The prognosis of LM from solid tumor remains poor. The median survival is four to six weeks without treatment. Treatment can stabilize the neurological symptoms and prolong survival for a few months but less than
10% of patients are alive after one year. Breast cancer has the best prognosis; about 15% of patients survive more than a year.120'75 Prognosis remains poor in patients with lung cancer and melanoma.26 In these patients, some clinicians question the usefulness of vigorous treatment and favor palliative care once the diagnosis is made. There are some conflicting data in regards to prognostic factors, but in general, patients with breast cancer (especially if progesterone positive), a better performance status (Karnofsky performance scale > 60), controlled systemic cancer, absence of bulky disease, normal CSF protein, absence of cerebral involvement and a chemosensitive primary, benefit the most from aggressive treatment.9'18'23'24,
8. CLINICAL GUIDELINES
When a patient with solid tumor presents with multiple neurological symptoms or signs, LM needs to be ruled out. In addition, LM should be considered in a patient with incidental finding of hydrocephalus. MRI with and without gadolinium of the involved area is the test of choice; if positive, the whole neuro-axis should be evaluated. If MRI is negative, the CSF needs to be examined. Repeat examination of CSF, including cisternal puncture may be necessary to make the diagnosis of LM. Occasionally, treatment decisions are based on clinical findings despite a negative work up.

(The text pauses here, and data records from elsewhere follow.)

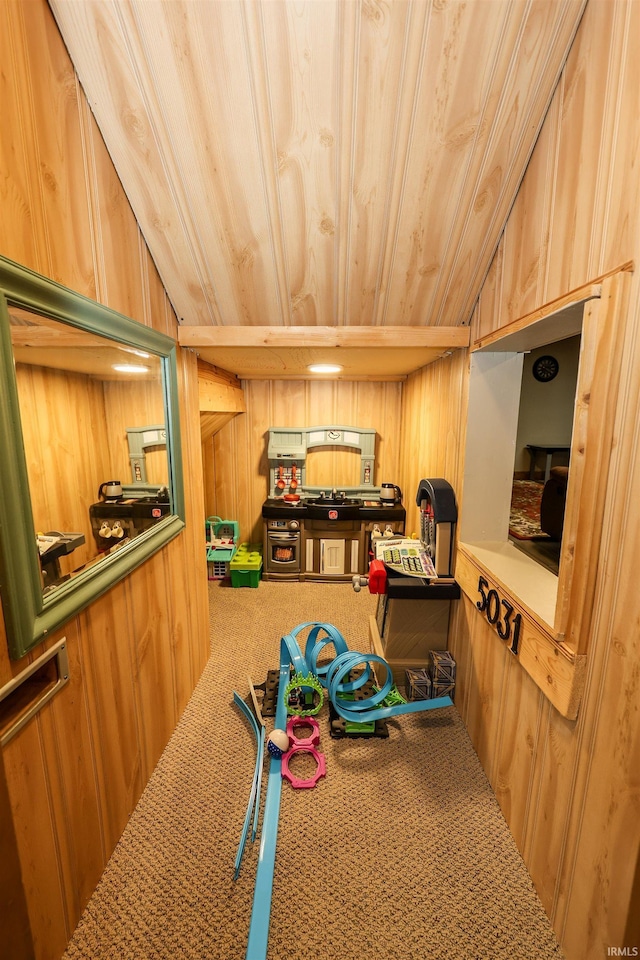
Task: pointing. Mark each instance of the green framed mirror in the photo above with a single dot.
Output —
(90, 457)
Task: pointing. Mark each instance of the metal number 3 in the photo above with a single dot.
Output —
(492, 605)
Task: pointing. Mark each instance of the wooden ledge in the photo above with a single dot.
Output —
(556, 669)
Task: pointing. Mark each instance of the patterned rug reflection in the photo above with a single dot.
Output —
(524, 520)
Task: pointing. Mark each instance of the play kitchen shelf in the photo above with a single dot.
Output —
(312, 533)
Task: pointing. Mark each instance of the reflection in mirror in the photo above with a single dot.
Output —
(92, 414)
(90, 454)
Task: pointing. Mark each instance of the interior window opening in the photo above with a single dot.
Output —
(522, 402)
(542, 450)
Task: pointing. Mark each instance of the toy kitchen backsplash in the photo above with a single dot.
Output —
(316, 533)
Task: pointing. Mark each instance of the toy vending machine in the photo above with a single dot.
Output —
(414, 583)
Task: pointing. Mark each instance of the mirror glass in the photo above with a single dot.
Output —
(91, 445)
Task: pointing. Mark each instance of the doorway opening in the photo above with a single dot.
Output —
(542, 449)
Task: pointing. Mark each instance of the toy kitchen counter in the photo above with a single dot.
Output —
(325, 536)
(312, 533)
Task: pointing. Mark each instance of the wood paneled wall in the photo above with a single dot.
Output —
(235, 459)
(569, 790)
(74, 774)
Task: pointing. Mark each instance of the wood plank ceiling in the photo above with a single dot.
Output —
(319, 163)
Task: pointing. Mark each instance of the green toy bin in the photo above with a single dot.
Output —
(246, 566)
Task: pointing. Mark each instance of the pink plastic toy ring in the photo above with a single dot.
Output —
(311, 781)
(312, 740)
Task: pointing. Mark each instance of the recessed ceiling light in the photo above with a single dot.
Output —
(324, 367)
(130, 368)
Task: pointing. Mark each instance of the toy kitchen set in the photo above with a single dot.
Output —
(125, 510)
(311, 533)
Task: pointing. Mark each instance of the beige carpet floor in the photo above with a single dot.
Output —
(401, 853)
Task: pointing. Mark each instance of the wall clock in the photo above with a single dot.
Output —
(545, 368)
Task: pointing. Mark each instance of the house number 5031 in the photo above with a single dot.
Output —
(500, 614)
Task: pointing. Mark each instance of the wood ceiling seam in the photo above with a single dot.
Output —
(344, 230)
(167, 151)
(375, 318)
(34, 197)
(613, 107)
(280, 263)
(91, 180)
(480, 126)
(497, 208)
(389, 250)
(481, 173)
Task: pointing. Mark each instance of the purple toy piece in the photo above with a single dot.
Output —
(320, 771)
(314, 737)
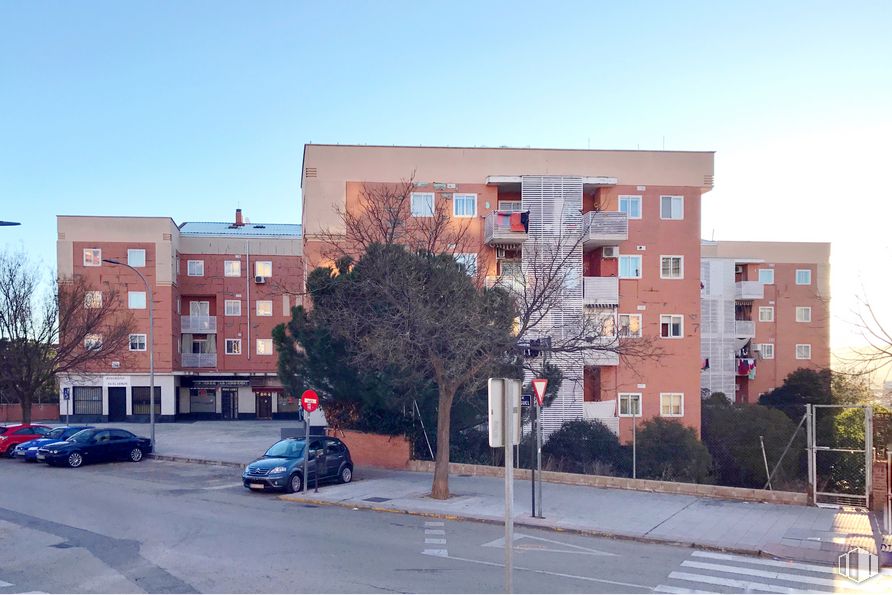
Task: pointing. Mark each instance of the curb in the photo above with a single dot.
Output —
(526, 524)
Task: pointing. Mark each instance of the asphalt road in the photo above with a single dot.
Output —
(175, 528)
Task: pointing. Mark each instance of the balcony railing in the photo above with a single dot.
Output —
(198, 324)
(604, 228)
(600, 291)
(199, 360)
(498, 229)
(749, 290)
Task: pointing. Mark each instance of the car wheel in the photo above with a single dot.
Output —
(295, 484)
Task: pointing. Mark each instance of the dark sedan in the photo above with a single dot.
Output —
(282, 466)
(94, 446)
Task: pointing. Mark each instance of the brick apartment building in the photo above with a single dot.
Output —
(638, 267)
(218, 291)
(766, 312)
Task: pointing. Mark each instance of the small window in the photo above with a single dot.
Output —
(631, 206)
(136, 300)
(630, 266)
(630, 404)
(803, 351)
(232, 268)
(464, 205)
(92, 257)
(263, 268)
(671, 207)
(136, 257)
(264, 346)
(137, 342)
(630, 325)
(232, 307)
(671, 404)
(93, 299)
(671, 326)
(195, 268)
(671, 267)
(422, 204)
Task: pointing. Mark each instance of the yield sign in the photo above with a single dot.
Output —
(539, 385)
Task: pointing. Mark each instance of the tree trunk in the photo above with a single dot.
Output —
(440, 487)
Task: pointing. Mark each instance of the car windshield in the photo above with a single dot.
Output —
(287, 449)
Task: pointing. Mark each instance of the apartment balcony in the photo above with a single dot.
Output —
(200, 325)
(749, 290)
(744, 329)
(602, 411)
(501, 229)
(604, 228)
(600, 291)
(199, 360)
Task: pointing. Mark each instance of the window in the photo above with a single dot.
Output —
(264, 346)
(232, 307)
(137, 342)
(671, 207)
(422, 204)
(803, 351)
(232, 268)
(671, 326)
(631, 206)
(630, 404)
(263, 268)
(671, 267)
(671, 404)
(93, 299)
(467, 260)
(92, 257)
(630, 325)
(136, 257)
(630, 266)
(464, 205)
(195, 268)
(136, 300)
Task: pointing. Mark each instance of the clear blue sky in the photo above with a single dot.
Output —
(189, 109)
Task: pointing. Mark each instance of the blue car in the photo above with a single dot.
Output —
(27, 451)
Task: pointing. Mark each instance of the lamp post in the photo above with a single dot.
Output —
(151, 345)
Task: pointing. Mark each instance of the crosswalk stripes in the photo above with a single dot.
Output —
(711, 572)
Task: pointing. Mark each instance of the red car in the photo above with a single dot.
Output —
(18, 433)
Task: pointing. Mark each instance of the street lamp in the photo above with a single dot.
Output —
(151, 345)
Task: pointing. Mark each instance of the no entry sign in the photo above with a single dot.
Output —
(309, 401)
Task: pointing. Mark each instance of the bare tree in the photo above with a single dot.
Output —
(62, 329)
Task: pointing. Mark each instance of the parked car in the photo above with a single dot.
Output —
(94, 446)
(27, 451)
(13, 435)
(282, 466)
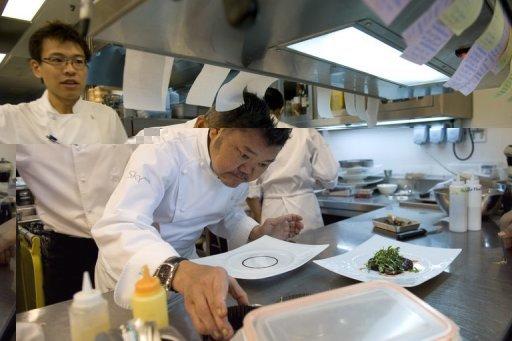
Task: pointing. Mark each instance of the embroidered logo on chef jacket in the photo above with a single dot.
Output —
(137, 177)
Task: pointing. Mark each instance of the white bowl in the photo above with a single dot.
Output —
(387, 189)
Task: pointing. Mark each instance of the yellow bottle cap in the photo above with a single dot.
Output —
(148, 284)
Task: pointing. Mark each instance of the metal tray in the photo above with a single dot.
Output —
(383, 223)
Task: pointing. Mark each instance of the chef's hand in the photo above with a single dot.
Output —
(205, 289)
(283, 227)
(506, 222)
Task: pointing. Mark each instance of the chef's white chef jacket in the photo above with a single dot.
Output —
(31, 123)
(167, 195)
(71, 183)
(287, 184)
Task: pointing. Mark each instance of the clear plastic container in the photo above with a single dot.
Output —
(376, 310)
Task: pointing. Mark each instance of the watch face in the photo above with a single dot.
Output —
(163, 273)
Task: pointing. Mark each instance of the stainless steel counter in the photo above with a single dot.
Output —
(475, 292)
(350, 206)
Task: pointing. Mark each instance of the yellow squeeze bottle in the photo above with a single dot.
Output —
(88, 314)
(149, 302)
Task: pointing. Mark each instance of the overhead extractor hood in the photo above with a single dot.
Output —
(199, 30)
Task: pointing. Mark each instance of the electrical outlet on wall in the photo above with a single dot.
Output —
(479, 135)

After the diagnosis of LM is established, a VP shunt should be placed if hydrocephalus is present. Radiation therapy is then given to symptomatic sites, nodular lesions, or areas of CSF blockage. If the patient has breast cancer, and good prognostic factors, an Ommaya device can be placed and IT MTX can be considered. Alternatively, it is reasonable to treat the LM and concomitant systemic disease with systemic chemotherapy; agents used should have activity against the primary tumor with CSF penetration. If the patient has a poor prognosis, symptomatic therapy and palliative care should be the focus.